John Wolfe
- Full name: John Keith Wolfe
- Date of birth: 25 March 1943 (age 81)
- Place of birth: Sydney, NSW, Australia
- School: Anglican Church Grammar School The Southport School
- University: University of Queensland

Rugby union career
- Position(s): Fullback / Winger

Provincial / State sides
- Years: Team / Apps / (Points)
- Queensland /  / ()

International career
- Years: Team / Apps / (Points)
- 1963: Australia

= John Wolfe (rugby union) =

John Keith Wolfe (born 25 March 1943) is an Australian former international rugby union player.

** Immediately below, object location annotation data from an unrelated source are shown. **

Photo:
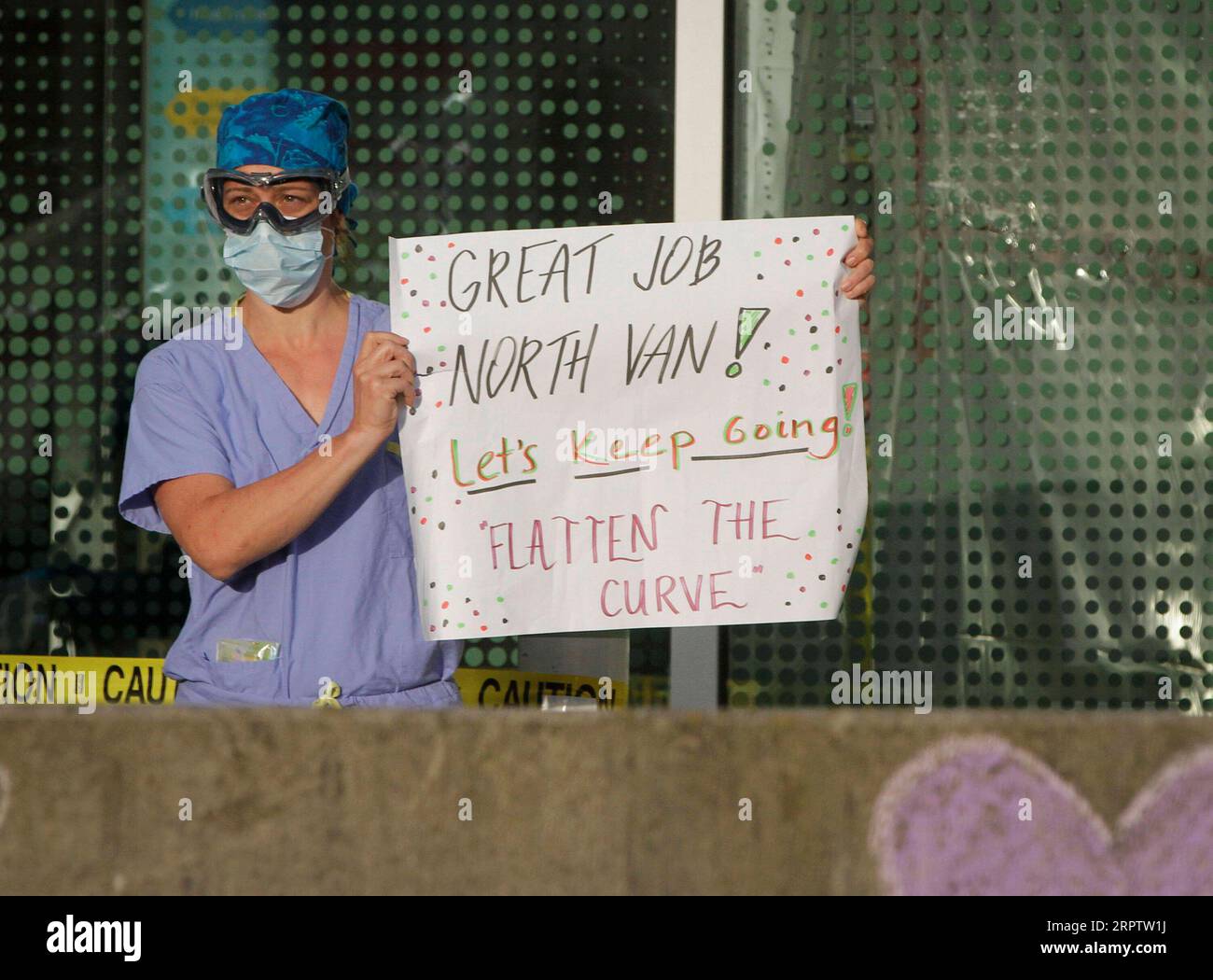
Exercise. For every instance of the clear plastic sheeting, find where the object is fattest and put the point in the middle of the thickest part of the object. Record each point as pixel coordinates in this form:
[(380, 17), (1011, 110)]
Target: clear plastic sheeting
[(1039, 340)]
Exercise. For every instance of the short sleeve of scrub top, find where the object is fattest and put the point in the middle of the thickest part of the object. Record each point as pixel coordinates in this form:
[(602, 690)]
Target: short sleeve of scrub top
[(339, 603)]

Raised on the Gold Coast, Wolfe picked up rugby union during his time as a pupil at Anglican Church Grammar School, before playing in the 1st XV with The Southport School, where he completed his last two years of school.

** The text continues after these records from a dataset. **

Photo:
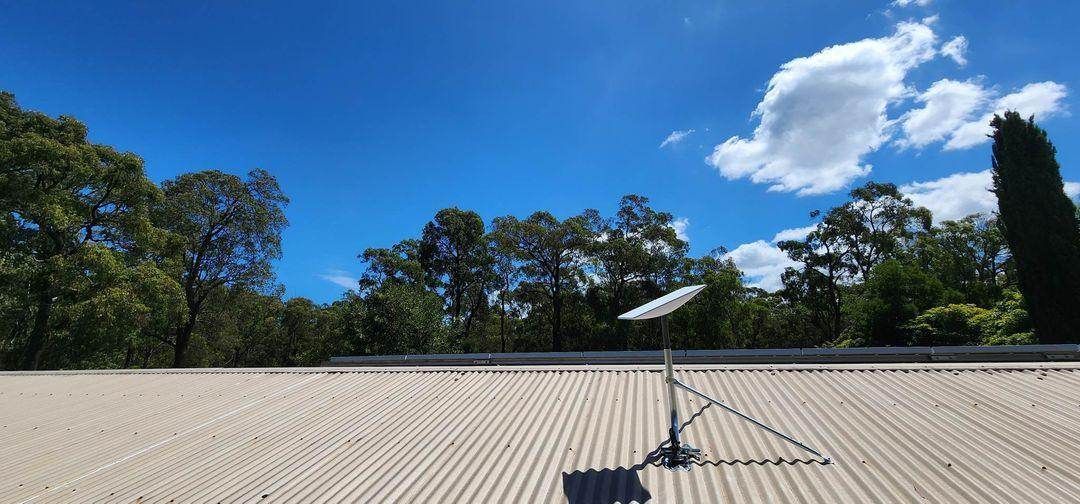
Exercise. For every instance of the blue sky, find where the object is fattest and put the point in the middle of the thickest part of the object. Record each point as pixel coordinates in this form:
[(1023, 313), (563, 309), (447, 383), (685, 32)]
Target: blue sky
[(375, 114)]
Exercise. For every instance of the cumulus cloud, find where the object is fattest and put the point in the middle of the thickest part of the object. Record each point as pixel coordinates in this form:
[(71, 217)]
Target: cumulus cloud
[(1041, 99), (947, 105), (679, 226), (822, 113), (340, 277), (675, 137), (961, 194), (761, 262), (794, 233), (956, 50)]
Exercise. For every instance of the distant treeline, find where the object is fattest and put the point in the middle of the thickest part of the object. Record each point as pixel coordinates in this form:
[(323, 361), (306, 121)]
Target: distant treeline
[(100, 268)]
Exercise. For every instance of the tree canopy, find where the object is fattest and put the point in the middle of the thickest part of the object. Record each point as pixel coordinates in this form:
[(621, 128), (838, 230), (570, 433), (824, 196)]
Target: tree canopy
[(99, 267)]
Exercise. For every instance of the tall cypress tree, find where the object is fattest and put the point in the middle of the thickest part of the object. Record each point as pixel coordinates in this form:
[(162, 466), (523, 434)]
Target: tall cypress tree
[(1040, 225)]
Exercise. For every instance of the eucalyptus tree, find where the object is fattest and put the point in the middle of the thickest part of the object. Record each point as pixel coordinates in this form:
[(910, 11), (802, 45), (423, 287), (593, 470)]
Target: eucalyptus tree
[(551, 254), (454, 254), (62, 196), (970, 256), (878, 223), (227, 232), (637, 245)]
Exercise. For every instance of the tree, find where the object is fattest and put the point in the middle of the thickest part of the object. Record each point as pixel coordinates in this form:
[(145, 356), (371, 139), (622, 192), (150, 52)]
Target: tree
[(969, 256), (227, 232), (455, 255), (507, 274), (399, 264), (1040, 225), (817, 287), (402, 319), (62, 194), (550, 251), (634, 246), (893, 295), (1006, 323), (875, 226)]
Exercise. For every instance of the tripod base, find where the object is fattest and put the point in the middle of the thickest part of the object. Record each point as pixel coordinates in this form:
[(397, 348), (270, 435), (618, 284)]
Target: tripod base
[(678, 458)]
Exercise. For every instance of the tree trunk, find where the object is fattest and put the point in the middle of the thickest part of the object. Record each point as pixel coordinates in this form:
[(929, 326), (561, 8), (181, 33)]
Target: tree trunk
[(183, 339), (556, 322), (39, 335)]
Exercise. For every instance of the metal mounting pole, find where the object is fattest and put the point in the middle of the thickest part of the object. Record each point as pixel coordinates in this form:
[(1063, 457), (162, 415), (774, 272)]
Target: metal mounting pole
[(670, 379), (783, 436), (676, 455)]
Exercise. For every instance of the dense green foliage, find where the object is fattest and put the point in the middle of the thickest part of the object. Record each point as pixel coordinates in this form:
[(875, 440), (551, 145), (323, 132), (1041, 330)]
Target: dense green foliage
[(102, 268), (1040, 225)]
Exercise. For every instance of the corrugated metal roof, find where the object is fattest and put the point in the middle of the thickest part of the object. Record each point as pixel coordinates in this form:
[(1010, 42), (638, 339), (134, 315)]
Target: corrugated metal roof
[(896, 433)]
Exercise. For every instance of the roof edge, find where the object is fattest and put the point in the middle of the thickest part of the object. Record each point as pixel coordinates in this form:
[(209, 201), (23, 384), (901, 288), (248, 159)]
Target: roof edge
[(1028, 353)]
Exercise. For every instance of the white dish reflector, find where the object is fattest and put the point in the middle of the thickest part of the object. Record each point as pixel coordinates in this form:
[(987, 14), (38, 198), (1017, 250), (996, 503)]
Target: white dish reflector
[(663, 304)]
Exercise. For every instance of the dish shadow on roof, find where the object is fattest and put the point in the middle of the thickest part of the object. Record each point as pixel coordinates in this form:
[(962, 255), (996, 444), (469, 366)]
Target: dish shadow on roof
[(623, 485)]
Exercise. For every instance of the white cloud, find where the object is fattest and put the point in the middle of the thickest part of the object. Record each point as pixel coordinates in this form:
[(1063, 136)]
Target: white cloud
[(679, 226), (794, 233), (961, 194), (1072, 189), (954, 196), (1041, 99), (956, 49), (340, 277), (822, 113), (675, 137), (761, 262), (947, 106)]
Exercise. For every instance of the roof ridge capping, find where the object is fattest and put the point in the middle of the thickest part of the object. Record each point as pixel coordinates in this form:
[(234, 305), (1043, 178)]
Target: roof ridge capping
[(815, 355)]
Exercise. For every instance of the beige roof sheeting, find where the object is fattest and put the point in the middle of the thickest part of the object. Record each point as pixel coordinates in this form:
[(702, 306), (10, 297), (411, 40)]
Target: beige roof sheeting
[(896, 433)]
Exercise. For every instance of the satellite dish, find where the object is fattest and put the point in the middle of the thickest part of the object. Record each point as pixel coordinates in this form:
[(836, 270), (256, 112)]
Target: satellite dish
[(662, 305), (678, 455)]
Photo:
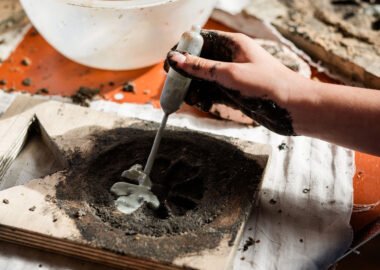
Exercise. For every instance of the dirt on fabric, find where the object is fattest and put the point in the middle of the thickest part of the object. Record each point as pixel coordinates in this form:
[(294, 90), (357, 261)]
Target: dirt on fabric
[(84, 95), (205, 185)]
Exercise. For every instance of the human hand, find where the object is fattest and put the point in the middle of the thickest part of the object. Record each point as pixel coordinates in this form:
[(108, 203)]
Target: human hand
[(235, 71)]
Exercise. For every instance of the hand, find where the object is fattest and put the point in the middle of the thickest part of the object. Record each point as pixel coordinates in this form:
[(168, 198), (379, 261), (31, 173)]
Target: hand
[(235, 71)]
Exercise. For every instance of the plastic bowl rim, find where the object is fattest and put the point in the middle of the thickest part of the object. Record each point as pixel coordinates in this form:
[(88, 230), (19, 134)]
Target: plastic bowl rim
[(119, 4)]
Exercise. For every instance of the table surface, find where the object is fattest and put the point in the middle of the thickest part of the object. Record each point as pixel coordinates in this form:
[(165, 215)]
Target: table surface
[(61, 76)]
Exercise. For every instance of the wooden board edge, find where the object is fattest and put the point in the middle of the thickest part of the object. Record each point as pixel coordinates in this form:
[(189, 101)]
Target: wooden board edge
[(76, 250)]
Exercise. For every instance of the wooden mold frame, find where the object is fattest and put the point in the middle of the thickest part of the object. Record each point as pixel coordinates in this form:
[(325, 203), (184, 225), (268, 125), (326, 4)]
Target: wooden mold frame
[(36, 228)]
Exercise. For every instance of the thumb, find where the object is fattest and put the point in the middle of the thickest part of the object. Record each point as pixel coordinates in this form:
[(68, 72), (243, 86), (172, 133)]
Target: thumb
[(196, 67)]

Wolfe, a fullback and winger, played his first-grade rugby for the University of Queensland. He toured New Zealand with Queensland in 1963 and subsequently won a place on the Wallabies squad for that year's tour of South Africa, selected as a winger. Featuring in seven uncapped tour matches, Wolfe had been set for a cap in the second Test against the Springboks at Newlands, after John Williams contracted bronchitis, but broke his right foot in a training accident and had to pull out. He was a member of the Queensland side which toured Fiji in 1965.